Addressing the spectre of phishing : are adequate measures in place to protect victims of phishing?

Abstract

The Internet has introduced cheap, interactive and instant global communications. However, it has also resulted in new forms of criminal behaviour. Cyber criminals have also become more sophisticated and brazen in their attacks. The technique whereby scammers trick bank customers into entering their usernames and passwords is called ‘phishing’. Therefore, phishing scams are used to coerce unsuspecting users to disclose personal and banking information about them. Scammers obtain private information about consumers by posing as legitimate businesses and they play on the combination of trust and fear of fraud. Phishing attacks exploit vulnerabilities in computer networks, cause financial loss to victims and banking institutions and undermine consumer confidence in e-commercial transactions. Phishing has become an international evil that transcends national boundaries.

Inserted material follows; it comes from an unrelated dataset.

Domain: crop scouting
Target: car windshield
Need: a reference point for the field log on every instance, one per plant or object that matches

However, attempts are being made by some countries and organisations to tackle phishing on a global scale. In this article, I shall examine the increase in phishing attacks in South Africa and the United States of America and measures taken to address phishing in these countries. The United States has invaluable experience in combating phishing; hence it was chosen for the comparative study. The role of international bodies in addressing phishing and the effectiveness of new developments on phishing attacks will also be discussed. The article calls for a coordinated global response by law enforcement agencies, legislators and the private sector. The computer industry and financial institutions also need to stay abreast of crafty cyber criminals and develop effective technical solutions to address the problem. Internet users should also be educated about the risks of transacting online, and they need to practice caution and vigilance when transacting online. The study reveals that both the United States of America and South Africa have introduced legislation that can be used to address phishing. However, it is submitted that such legislation can be improved upon. It is recommended that more comprehensive legislation to address phishing should be introduced in South Africa. At the end of the day, the need for a multi-faceted approach involving law enforcement agencies, legislators and the private sector is advocated, as phishing scams impact on governments, companies and individuals worldwide.